I had a lovely Christmas, thank you for asking. It was relatively quiet, mostly due to the fact that Brad was missing. He and his girlfriend are in South Africa where they are spending Christmas at Mabalingwe Game Lodge with her family. I had a phone call this morning (Boxing Day) from a ‘Police Sergeant Botha’ to say he was sorry to break the news, but my son had been eaten by a lion. I thought it was a hoax to get money out of me so I ignored it.
Anyway, Leon and Vicki, along with her boyfriend Sam and best friend Will were here, even though V&S were late arriving, due to both having to work !!! until five o’clock (on Christmas day for goodness sakes!). We opened lots of presents and my Christmas repast went down well, being served at the correct temperatures without any errors or omissions this year. (I actually think this was a first.)
Anyway, the reason I’m talking to you now is to share a list which I just compiled, which I thought might entertain you a little. You see, my daughter bought me a new bedside lamp for Christmas. I just went to ‘install’ it, but first had to clear my bedside table.
This is what was on said furniture –
- Bedside lamp – faulty
- Hanging from lamp – pair of spectacles, on a cord
- – fob-watch on a chain
- Box of tissues, almost new
- Thick plastic paperclip-sort-of-thing, blue
- White pearl Button, in tiny plastic packet
- Small spiral notepad
- 3 pens (black, red, purple)
- €1 coin
- 2 touch-screen sticks (1 lime green, 1 purple)

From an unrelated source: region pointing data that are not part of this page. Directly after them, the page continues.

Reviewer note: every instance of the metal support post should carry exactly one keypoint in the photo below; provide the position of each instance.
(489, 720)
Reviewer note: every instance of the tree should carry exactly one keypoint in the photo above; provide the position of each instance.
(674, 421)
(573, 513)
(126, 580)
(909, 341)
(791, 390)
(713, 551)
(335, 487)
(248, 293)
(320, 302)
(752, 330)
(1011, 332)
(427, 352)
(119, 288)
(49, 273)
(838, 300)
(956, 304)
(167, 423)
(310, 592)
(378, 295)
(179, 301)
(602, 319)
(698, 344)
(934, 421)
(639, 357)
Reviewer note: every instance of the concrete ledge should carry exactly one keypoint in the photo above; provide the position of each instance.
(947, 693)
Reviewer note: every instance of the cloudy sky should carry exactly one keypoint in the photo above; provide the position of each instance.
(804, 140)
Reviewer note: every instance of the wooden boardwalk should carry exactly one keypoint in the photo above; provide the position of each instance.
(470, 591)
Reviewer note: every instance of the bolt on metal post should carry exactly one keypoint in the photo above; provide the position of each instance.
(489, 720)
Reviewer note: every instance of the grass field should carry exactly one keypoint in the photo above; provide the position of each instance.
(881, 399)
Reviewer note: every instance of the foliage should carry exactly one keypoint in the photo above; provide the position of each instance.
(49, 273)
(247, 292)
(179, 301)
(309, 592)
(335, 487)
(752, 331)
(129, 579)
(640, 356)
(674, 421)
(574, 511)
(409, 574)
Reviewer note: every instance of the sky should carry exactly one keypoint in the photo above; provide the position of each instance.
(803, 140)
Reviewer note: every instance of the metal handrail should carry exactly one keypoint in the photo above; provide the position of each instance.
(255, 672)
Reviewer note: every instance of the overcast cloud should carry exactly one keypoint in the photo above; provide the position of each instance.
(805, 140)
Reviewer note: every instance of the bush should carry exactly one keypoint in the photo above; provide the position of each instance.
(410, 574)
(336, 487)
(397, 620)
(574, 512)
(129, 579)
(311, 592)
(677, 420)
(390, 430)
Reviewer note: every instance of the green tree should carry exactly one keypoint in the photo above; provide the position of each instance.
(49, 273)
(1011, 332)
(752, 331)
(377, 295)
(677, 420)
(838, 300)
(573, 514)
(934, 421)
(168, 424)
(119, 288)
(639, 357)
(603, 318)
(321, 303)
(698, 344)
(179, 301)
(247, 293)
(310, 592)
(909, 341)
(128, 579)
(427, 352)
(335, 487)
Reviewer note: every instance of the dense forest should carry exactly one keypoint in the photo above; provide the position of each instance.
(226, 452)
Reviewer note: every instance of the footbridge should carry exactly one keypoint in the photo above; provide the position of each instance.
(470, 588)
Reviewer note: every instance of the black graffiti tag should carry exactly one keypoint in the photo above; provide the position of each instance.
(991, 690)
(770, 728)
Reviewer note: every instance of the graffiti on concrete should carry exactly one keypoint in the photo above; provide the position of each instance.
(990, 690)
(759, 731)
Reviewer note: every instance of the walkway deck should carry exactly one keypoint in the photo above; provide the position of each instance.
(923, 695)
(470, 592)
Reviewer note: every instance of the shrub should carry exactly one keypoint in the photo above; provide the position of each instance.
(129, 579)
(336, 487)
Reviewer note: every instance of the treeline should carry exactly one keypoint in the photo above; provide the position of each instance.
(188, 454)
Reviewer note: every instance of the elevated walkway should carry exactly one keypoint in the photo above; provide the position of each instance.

- 1 dog biscuit, heart shaped
- Bottle of Aloe Gel, 1/3 full
- Small blue emery board
- Folded tissue, from handypack
- Small black plastic gubbins, purpose unknown*
- Vicks Inhaler
- Zambia K500 note
- 1x12cm thin black satin ribbon, previously attached to a cardigan shoulder
- Amstel beer coaster
- Enough dust to give someone a serious asthma attack
Having cleaned off the dust and removed certain of the duplicated/unnecessary items, my lovely new touch-lamp is now suitably sited.
My old touch-lamp lasted nigh-on seven years before developing a mind of its own, when it randomly began to switch itself on at the most obscure times. This could be somewhat disconcerting (ie read ‘heart-attack material) if it happened while you were walking through the dark room at night, or suddenly awakened from a deep sleep by a mid-night brightness.
Anyway, I hope you had a wonderful Christmas, or bonus day, or two, off if you’re not into it. We only get one day off here in Spain, no Boxing Day for us. Of course, I get as many days off as I want, seein’ as ‘ow I’m an old retired person.
In closing I would like to wish you a 2019 filled with good health, a reasonable amount of wealth (no need to be greedy) and tons of happiness.
PS I’ve remembered what the small black plastic gubbins is. It’s the nozzle for the vacuum function on an old, but still partially working, bag sealer stored in the top of a wardrobe. (It fell off as I was chucking the machine into the cupboard, and I couldn’t be arsed to get the steps to fit it back on).